The only thing that has perhaps as much influence as the Spotify algorithm is TikTok. The app’s viral videos have resurfaced old tracks such as Fleetwood Mac’s Dreams, pushing them back onto the Billboard charts after decades, and taken popular songs by artists including Dua Lipa and pushed them into smash hit status. And perhaps precisely because of that TikTok effect, Spotify is debuting a new feature called “Discover,” which lets listeners access a TikTok-like feed of music videos that they can like or dismiss, proving the impact of the video app on how we listen to and find new music. But even a TikTok-fuelled hit ultimately sends listeners back to Spotify, its dominance over our habits personified by our eagerness to share our year in music and what it might say about us.

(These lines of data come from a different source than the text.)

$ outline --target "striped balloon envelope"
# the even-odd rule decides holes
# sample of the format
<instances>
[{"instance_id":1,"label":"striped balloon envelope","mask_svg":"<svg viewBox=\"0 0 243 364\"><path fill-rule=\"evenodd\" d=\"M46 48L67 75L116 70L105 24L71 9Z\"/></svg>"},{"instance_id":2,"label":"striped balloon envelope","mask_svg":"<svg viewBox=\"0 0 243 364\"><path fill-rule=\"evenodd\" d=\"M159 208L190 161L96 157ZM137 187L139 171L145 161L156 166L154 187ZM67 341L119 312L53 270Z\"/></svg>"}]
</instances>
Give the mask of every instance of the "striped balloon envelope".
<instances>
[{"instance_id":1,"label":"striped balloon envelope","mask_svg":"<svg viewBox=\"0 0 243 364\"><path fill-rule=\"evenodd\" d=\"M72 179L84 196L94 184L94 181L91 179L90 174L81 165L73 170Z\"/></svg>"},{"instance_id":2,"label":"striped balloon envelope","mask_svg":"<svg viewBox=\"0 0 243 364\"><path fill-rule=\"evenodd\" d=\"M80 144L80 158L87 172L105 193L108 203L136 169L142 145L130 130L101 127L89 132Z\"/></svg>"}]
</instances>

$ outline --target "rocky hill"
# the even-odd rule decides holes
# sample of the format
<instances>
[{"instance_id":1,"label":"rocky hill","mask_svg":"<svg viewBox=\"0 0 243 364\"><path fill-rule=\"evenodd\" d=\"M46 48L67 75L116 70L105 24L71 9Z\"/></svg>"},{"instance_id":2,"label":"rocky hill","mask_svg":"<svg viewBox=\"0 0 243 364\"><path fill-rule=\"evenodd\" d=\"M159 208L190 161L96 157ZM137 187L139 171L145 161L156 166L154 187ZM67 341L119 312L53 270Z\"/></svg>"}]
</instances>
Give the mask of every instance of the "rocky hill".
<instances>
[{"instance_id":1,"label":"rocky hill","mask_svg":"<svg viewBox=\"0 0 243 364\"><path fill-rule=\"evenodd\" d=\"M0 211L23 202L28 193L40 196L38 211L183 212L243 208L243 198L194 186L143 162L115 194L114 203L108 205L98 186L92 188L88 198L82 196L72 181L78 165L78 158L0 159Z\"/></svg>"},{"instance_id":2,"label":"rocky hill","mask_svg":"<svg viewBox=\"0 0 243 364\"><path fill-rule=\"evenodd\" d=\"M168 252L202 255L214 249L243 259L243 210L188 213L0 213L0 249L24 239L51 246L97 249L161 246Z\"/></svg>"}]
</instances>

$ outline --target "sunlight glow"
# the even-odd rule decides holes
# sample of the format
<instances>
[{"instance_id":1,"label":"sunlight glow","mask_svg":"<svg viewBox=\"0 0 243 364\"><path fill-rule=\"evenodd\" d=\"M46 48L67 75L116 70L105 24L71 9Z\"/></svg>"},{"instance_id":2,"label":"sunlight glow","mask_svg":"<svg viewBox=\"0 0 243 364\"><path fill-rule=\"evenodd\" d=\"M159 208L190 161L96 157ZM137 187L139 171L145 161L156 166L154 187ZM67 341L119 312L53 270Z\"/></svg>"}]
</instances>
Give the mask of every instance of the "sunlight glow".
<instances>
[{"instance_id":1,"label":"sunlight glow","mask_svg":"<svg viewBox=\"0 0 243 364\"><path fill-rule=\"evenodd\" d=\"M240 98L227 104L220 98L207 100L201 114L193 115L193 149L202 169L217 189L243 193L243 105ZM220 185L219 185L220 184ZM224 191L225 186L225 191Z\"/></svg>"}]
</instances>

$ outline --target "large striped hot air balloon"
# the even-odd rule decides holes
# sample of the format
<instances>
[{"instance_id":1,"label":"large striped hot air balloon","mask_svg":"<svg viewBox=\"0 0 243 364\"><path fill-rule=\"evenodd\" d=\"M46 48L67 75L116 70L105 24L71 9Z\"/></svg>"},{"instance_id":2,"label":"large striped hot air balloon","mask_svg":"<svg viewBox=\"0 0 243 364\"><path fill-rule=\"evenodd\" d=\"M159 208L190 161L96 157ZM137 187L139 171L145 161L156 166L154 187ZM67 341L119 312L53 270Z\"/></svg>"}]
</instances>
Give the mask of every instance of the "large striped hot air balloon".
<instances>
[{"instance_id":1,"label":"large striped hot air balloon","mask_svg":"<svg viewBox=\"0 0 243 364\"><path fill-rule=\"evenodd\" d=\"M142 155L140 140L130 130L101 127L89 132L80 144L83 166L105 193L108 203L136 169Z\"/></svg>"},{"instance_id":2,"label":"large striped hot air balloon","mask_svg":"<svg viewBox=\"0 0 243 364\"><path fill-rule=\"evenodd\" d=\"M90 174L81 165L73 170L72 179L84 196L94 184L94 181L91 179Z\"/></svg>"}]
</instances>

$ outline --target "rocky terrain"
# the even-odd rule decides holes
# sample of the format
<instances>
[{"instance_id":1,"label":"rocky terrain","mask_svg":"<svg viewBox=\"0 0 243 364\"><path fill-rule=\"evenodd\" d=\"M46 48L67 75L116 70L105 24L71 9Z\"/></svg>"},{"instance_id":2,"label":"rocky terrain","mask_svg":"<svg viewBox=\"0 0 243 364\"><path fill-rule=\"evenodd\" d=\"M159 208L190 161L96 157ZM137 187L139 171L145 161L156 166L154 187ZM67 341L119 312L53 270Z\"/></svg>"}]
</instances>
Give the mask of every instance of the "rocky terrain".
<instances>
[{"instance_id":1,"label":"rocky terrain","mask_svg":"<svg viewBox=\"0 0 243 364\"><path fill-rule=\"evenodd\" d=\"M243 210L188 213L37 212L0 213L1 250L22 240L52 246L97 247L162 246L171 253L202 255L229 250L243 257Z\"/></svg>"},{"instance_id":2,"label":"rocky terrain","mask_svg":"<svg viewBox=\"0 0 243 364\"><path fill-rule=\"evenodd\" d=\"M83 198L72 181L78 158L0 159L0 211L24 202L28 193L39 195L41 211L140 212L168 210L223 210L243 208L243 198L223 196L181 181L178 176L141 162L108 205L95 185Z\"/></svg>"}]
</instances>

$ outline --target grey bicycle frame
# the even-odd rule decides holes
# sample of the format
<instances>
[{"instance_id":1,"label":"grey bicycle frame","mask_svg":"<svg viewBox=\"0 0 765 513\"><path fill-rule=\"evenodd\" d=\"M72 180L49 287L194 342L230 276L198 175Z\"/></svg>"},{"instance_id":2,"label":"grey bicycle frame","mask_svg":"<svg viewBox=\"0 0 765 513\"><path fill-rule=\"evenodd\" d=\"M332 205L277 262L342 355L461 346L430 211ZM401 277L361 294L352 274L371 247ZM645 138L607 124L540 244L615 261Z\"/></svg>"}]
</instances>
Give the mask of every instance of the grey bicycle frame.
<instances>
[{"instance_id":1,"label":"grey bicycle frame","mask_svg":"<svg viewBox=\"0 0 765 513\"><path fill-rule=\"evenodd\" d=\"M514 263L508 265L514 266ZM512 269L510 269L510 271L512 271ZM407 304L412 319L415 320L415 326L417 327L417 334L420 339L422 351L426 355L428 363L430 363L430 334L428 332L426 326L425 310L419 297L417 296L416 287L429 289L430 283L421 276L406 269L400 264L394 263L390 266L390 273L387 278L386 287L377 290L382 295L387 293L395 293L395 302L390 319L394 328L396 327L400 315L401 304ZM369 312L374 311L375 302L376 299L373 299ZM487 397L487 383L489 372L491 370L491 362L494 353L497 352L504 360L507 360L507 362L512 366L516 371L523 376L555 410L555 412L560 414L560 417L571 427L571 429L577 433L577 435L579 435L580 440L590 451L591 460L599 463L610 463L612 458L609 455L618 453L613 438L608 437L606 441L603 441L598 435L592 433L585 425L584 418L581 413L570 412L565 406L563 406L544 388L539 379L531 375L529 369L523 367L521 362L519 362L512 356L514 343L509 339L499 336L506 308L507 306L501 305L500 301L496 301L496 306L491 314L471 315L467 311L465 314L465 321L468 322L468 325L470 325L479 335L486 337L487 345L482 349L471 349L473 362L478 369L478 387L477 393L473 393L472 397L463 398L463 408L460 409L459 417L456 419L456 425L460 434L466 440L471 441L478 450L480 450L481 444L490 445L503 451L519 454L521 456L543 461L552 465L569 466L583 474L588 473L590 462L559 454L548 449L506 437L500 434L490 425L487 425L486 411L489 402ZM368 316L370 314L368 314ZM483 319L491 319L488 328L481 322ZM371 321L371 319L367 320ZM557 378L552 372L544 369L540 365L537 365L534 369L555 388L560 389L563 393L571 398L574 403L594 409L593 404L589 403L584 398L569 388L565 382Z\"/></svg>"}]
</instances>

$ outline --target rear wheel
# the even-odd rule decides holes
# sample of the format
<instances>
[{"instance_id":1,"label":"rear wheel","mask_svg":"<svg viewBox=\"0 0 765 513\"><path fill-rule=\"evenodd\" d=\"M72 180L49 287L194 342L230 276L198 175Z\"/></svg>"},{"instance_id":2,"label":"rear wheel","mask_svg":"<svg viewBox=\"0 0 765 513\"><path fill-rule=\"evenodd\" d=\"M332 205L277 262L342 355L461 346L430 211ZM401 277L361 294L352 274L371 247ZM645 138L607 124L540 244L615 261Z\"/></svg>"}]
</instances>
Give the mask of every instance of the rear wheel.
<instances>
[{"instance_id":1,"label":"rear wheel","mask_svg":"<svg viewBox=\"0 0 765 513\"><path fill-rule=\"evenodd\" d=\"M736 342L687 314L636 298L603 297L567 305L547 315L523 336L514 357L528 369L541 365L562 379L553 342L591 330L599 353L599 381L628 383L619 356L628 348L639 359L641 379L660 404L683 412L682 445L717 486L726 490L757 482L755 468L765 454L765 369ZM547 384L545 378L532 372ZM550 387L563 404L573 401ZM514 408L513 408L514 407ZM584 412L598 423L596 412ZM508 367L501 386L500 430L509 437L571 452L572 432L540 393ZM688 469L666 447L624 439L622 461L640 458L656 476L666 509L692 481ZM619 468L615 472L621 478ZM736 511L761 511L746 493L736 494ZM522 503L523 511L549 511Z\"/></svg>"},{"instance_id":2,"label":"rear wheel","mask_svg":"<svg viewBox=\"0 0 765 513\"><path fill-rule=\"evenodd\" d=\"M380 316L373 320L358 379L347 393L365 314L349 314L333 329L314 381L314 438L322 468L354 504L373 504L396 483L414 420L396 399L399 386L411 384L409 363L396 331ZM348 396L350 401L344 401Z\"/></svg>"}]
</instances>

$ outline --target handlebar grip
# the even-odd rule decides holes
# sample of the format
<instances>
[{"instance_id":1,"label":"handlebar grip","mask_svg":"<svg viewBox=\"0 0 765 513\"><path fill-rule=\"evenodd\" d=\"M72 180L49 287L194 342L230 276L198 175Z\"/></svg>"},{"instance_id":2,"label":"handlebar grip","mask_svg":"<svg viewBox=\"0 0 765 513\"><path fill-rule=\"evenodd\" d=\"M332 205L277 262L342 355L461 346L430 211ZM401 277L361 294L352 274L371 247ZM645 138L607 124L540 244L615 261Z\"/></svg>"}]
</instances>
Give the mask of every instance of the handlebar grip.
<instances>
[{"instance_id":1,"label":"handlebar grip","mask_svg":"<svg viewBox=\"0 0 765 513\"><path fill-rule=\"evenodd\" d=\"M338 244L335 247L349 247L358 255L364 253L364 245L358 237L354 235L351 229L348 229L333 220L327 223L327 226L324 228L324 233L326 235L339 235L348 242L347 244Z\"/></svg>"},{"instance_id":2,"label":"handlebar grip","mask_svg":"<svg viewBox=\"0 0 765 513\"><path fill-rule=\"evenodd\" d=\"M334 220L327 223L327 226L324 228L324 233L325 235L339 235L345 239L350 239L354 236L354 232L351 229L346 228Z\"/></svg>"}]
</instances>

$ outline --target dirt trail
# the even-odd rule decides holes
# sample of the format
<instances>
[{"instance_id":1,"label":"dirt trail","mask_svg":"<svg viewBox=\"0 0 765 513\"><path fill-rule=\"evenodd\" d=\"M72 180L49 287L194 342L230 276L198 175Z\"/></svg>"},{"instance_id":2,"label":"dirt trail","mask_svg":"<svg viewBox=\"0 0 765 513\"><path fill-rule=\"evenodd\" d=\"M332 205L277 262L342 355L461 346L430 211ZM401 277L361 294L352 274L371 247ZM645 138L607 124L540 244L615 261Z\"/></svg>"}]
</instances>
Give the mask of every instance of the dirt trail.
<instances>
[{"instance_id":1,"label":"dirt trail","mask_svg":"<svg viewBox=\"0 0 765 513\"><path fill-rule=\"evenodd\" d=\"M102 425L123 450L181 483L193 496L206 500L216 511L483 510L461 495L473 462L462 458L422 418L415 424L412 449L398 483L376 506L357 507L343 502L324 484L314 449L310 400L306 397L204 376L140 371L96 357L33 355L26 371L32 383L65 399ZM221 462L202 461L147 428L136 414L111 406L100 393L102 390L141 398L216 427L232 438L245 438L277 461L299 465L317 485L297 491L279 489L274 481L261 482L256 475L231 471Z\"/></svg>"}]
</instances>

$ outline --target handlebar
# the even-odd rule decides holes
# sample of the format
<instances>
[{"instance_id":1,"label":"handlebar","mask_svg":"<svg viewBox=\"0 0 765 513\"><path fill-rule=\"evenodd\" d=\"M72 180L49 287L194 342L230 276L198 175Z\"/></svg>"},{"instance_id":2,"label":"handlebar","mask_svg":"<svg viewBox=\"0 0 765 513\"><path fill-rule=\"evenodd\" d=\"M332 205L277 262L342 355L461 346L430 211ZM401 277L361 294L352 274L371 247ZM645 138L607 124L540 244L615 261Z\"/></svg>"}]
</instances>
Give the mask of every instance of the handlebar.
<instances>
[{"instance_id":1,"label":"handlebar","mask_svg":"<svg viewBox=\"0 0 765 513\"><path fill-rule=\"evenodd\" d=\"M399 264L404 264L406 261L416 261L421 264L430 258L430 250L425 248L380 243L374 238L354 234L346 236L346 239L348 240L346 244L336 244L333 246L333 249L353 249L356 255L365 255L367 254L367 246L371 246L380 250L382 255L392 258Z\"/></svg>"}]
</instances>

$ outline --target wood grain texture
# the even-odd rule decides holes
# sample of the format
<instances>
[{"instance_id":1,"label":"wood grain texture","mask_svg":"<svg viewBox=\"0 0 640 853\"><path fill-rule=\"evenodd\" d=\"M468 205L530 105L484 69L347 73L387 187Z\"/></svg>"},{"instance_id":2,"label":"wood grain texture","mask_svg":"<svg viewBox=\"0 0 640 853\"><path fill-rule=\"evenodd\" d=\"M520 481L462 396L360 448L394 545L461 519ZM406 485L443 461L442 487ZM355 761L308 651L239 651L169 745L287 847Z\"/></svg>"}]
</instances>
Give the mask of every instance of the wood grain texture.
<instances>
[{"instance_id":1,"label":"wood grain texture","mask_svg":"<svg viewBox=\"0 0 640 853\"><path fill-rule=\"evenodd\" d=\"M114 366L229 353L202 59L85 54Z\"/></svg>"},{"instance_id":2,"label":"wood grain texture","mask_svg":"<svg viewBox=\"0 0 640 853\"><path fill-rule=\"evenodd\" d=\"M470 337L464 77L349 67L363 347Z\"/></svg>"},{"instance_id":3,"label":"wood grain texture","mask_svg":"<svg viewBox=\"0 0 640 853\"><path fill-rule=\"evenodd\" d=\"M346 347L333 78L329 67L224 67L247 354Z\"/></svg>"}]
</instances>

Of course, even with services such as Spotify’s “New Music” playlists or this new “Discover” tab, our consumption habits are shaped and skewed by an algorithm that favours big names and heavy streams. And even those huge stars feel beholden to how Spotify serves up their music. They are keenly aware of how significant the streamer is, not just in terms of what it plays, but how it plays it and, more often than not, have few options to change it.

So when you eagerly share your year in review across all your social feeds, consider what figures prominently in your own listening habits and how those habits have been shaped. Because increasingly what Wrapped says about us, beyond how many times we’ve streamed Tracy Chapman’s Fast Car this year, is that our experience with music is completely defined by one service and that service relies on blockbuster artists to fuel streams and subscriptions. It may be good for Spotify, but is it good for music?